Role in Mediation Supervision
In supervision, Abstract Conceptualisation involves integrating insights from reflection into a broader professional context.
For example:
-
A mediator who reflected that they interrupted too often can now link this to active listening principles, communication theory, or the facilitative mediation model.
-
A mediator who noticed struggling with neutrality may connect this to ethical guidelines on impartiality or power-balancing frameworks.
This stage often draws on:
-
academic literature,
-
professional codes of practice, and
-
mediation frameworks taught in training and supervision.
Why It Matters
-
Encourages deep understanding – moves beyond surface-level observations.
-
Makes learning generalisable – insights apply to future cases, not just one event.
-
Strengthens ethical decision-making – ensures practice is guided by theory and standards, not only intuition.
-
Supports adaptability – mediators expand their toolkit of strategies and frameworks for handling diverse situations.

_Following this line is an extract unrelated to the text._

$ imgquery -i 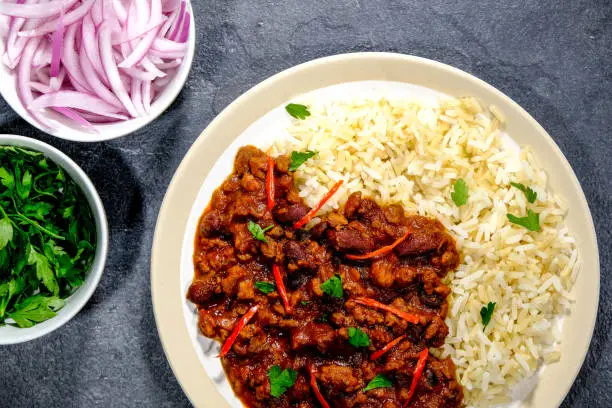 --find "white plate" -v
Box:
[151,54,599,408]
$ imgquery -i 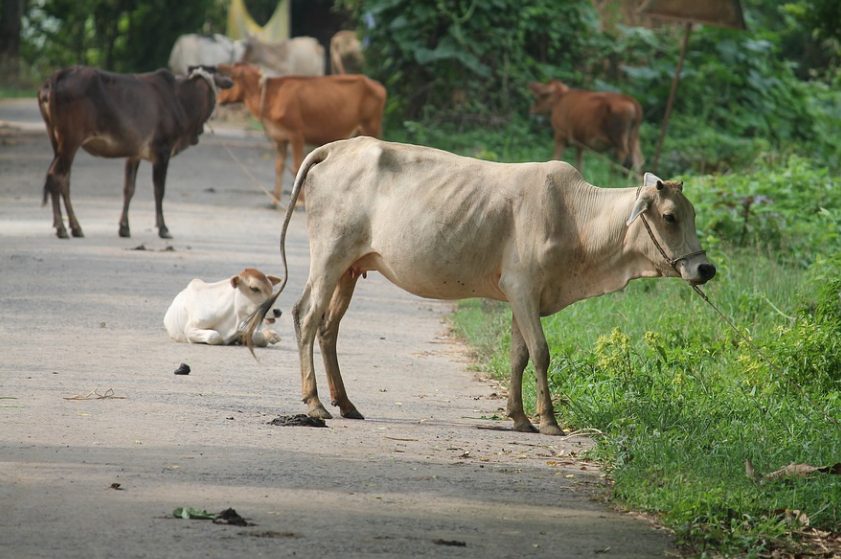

What Happens at This Stage?
-
The mediator interprets practice through a conceptual lens.
-
Strategies, interventions, and decisions are re-examined against theory and standards.
-
Insights become part of a structured knowledge base, rather than remaining isolated or situational.
In Short
Abstract Conceptualisation transforms reflection into structured understanding by synthesising lived experience with theory.
This stage ensures learning is evidence-based, ethical, and transferable across future mediation practice.